Mining the Deep Web

"Searching on the Internet today can be compared to dragging a net across the surface of the ocean", said Michael Bergman in a study back in 2000.

Nearly a decade later, some estimates show that up to 500 times more online information remains hidden below the shallow nets cast by the general search engines. There's a wealth of information that is deep and therefore missed, unless you know how to go after it.

What are these information resources?

  • Dynamic content: dynamic pages returned in response to a submitted query or accessed only through a form.

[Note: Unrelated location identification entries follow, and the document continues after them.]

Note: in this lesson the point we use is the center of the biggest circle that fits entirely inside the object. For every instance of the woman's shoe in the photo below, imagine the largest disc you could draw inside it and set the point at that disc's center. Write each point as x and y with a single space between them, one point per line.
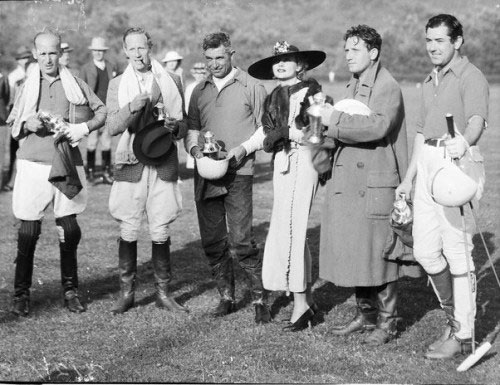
302 323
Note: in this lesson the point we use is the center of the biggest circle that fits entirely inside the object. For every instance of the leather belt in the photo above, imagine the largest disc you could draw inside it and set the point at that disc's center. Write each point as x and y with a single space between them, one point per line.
435 142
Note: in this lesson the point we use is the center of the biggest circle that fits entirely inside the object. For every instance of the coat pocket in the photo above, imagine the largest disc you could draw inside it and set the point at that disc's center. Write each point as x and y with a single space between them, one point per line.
380 188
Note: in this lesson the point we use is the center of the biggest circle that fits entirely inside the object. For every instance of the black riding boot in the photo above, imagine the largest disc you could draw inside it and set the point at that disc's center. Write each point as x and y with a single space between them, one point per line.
386 328
90 165
223 273
366 313
28 235
68 245
106 164
162 271
447 345
69 279
259 296
127 266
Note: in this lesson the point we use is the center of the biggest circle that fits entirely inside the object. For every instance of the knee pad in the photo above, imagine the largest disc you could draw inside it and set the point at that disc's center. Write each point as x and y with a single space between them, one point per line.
433 263
28 235
69 231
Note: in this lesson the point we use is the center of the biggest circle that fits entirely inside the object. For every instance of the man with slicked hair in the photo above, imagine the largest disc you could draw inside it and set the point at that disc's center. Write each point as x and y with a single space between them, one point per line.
50 89
441 245
228 103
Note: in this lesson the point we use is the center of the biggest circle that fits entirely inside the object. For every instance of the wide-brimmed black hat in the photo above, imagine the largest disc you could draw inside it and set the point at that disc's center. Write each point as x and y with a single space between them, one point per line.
152 144
263 69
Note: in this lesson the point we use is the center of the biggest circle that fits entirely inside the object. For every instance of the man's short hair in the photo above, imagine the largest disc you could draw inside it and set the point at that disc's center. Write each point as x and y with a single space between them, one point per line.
455 29
215 40
48 31
138 31
368 34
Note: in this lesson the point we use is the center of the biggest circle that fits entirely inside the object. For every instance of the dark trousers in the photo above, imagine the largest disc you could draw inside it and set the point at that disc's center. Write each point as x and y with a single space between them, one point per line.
226 221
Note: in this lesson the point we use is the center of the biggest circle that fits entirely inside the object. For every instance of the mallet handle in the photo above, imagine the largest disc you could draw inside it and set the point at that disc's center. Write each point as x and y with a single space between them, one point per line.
451 126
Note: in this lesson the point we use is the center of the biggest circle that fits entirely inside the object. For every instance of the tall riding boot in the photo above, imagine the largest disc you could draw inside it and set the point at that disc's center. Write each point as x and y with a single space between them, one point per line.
69 278
366 313
162 270
90 165
442 284
386 328
28 235
223 273
127 265
458 340
259 296
106 164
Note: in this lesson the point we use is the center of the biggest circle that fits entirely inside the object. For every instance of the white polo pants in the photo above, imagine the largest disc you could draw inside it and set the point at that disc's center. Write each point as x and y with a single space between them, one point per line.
439 238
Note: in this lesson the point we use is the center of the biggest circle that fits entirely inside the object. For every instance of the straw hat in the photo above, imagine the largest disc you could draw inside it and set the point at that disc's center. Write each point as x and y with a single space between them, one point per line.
263 69
98 44
171 56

Examples include the massive databases of the Securities and Exchange Commission and the Patent and Trademark Office.
  • Unlinked content: pages which are not linked to by other pages, which may prevent web crawling programs from accessing their content.
  • Contextual Web: pages with content varying by different access contexts (e.g., ranges of client IP addresses or previous navigation sequence).  This includes sites that will adjust content and even language based on your inferred location.
  • Volatile Web: pages with content varying with time.  This includes most news sources as well as millions of blogs.
  • Private Web: sites that require registration and login (password-protected resources).  This includes many directories and association databases, often with access further limited by technical means.
  • Limited access content: sites that limit access to their pages in a technical way, e.g., behind a proxy server, using the Robots Exclusion Standard, CAPTCHAs, or pragma: no-cache HTTP headers which prohibit search engines from browsing them and creating cached copies.
  • Scripted content: pages that are only accessible through links produced by JavaScript as well as content dynamically downloaded from Web servers via Flash or AJAX web applications.
  • Non-HTML/text content: textual content encoded in multimedia (image or video) files or specific file formats not handled by search engines.
  • Non-HTTP protocols: such as files served via FTP. For example, the roughly 200GB data of (just) the 2000 Census at the U.S. Census Bureau.

General search engines such as Google face a challenge to their coverage posed by the increasingly dynamic content of the Deep Web.  Their strategy is essentially inverted; when earlier they could expoit the power of muliple links directing them to essentially static and visible content, now they have essentially a single gateway to highly variable content.  When previously they could become good at deriving answers from the data, now they must become good at asking questions to derive the data.*

It's like the truism that the more you know, the more you can ask—a spiraling task for those who would seek information in general.

On the other hand, a harbinger of increasing opportunity for those whose aim is focused research and targeted information.



*Until the game evolves to a higher level of semantic exchange, but that's another post for another day.